Un evento muy especial se merece una cata igual de exclusiva. Flor de Esgueva preparó la mejor muestra con todos sus productos.

Hemos podido asistir a una deliciosa cata en la que tuvimos la oportunidad de probar todos los productos de Flor de Esgueva.

Adrián Martín, Afinador de Flor de Esgueva.
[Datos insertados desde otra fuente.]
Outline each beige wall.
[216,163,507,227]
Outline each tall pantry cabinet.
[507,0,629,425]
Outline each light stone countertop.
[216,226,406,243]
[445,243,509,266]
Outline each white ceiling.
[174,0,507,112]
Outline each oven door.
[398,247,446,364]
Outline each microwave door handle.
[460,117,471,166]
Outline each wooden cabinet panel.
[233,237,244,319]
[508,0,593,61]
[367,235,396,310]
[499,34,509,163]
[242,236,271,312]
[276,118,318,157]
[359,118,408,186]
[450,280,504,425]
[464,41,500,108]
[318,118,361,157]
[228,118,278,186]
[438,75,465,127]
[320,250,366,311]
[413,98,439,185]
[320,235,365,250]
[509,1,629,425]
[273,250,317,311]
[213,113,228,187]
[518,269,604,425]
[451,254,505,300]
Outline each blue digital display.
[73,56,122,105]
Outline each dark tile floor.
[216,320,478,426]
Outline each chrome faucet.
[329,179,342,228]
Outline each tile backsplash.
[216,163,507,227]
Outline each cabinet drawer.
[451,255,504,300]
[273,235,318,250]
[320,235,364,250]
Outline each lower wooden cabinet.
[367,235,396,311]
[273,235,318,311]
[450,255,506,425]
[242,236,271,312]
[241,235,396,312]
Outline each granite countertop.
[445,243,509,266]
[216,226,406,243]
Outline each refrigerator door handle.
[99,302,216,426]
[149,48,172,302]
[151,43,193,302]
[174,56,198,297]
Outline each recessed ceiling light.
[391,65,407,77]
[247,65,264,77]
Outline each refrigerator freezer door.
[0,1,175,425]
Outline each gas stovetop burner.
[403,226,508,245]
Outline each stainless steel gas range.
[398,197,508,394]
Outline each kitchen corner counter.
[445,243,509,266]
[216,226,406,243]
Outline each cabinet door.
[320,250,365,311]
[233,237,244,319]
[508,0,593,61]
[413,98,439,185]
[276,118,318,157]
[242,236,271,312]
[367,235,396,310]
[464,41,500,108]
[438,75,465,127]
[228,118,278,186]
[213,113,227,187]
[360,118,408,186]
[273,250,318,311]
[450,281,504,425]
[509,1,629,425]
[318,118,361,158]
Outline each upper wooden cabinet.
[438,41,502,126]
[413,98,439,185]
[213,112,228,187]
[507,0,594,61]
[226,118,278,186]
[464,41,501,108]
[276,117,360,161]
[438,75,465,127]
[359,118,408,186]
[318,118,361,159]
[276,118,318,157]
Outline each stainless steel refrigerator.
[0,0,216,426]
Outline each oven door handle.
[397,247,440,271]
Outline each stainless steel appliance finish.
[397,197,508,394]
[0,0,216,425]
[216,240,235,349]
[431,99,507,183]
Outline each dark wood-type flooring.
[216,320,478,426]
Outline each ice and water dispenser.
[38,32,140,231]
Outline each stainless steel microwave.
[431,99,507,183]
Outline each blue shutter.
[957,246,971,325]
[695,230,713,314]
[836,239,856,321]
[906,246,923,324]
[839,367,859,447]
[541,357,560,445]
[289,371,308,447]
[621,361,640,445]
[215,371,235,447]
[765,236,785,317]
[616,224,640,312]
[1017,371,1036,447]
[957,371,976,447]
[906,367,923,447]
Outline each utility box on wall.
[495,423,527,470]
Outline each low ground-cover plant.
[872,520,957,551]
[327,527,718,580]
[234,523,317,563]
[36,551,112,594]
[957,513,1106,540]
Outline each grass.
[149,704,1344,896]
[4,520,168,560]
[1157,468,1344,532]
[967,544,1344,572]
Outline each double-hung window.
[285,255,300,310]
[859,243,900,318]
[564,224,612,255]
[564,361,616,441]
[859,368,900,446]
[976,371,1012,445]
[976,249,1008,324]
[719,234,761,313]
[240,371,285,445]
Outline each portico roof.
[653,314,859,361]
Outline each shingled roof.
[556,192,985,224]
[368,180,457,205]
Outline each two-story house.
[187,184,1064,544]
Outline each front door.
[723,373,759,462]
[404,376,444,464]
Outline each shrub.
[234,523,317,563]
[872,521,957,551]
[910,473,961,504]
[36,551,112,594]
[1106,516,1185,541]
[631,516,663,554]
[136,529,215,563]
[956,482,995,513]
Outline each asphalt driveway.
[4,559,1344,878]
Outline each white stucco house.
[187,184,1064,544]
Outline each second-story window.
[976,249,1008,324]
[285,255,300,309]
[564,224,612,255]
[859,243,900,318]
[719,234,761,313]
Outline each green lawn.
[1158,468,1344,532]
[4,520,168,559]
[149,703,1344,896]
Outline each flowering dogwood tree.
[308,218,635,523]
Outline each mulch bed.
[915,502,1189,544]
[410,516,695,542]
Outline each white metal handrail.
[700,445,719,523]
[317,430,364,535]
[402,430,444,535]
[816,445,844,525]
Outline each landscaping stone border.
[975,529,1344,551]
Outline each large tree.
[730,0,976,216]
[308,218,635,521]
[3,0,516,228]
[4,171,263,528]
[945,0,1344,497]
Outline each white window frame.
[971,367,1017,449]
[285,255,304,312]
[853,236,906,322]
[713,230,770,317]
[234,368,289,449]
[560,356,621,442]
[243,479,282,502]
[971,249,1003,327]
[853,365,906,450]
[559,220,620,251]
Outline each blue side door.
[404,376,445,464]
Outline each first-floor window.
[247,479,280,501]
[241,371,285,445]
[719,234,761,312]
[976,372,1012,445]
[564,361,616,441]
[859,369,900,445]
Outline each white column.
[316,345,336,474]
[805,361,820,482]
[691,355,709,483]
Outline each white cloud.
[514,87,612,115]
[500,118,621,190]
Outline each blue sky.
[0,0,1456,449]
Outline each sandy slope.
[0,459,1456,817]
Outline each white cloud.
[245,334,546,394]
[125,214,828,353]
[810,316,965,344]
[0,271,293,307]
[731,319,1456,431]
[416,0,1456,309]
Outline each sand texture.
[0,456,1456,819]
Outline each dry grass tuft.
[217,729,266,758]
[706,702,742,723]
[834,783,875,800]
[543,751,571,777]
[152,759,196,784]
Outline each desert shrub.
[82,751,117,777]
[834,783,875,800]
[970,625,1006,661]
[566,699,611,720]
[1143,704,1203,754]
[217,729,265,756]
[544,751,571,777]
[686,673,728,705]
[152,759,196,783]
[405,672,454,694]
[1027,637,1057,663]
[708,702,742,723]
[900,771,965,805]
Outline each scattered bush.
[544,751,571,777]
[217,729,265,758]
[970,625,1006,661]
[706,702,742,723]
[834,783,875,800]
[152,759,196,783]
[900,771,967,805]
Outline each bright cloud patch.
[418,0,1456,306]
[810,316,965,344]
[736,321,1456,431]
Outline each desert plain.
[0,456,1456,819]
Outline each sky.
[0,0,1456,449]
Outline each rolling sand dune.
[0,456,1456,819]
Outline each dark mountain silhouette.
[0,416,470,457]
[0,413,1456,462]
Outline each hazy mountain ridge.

Cualquier evento que se precie, debe tener un maestro de ceremonias. En este caso, la cata fue presentada y conducida por el Afinador de Flor de Esgueva, Adrián Martín. Y es que Adrián, además de rendirse a los sabores del queso curado, también es un gran conocedor del mundo del queso, trabajando como experto quesero en Poncelet Cheese Bar.  

Para conocer un poco más sobre qué es realmente un maestro afinador, Adrián nos concedió una breve entrevista que nos despejó todas las dudas.

Queso Fresco Artesano y Queso Crema Flor de Esgueva.

Para comenzar la cata, comenzamos nuestra tabla de quesos por los más suaves.

El primer queso que probamos fue el Queso Fresco Artesano, un queso húmedo con una textura muy elástica. Su aroma es sutil y su sabor muy suave y fácil de degustar.

Con retrogusto a oveja, es ideal para desayunar con un maridaje de mermeladas, siempre dejando todo el protagonismo al queso.  

Para continuar, probamos el queso Crema Flor de Esgueva. Con olores tostados y notas de madera, conserva todo el sabor del queso curado, con una textura muy cremosa.

Es ideal para acompañarla con un vino joven o una cerveza de sabor suave.

Este queso es considerado “el corazón de Flor de Esgueva hecho crema”. Ideal para untar en alguna variedad especial de pan o para consumir con crudités.

Queso Viejo y Queso Carácter Flor de Esgueva.

Una vez que hemos catado los quesos más suaves de las variedades de Flor de Esgueva, procedimos a probar los quesos con más cuerpo.

El primero de los quesos que probamos fue Flor de Esgueva Viejo. Adrián nos enseñó como cortarlo correctamente y qué cuchillo debemos utilizar si tenemos la rueda completa en casa.

Descubrimos un sabor intenso, picante con matices a frutos secos irresistible, propio de los quesos madurados un mínimo 7 meses.

Perfecto para maridar con una copa de vino, dátiles o tomate.

Por último, probamos el queso de mayor intensidad, Flor de Esgueva, Carácter. Un queso madurado un mínimo 9 meses, perfecto para los que prefieren una textura más seca, sabores más fuertes con toques picantes. Ideal para consumir como postre.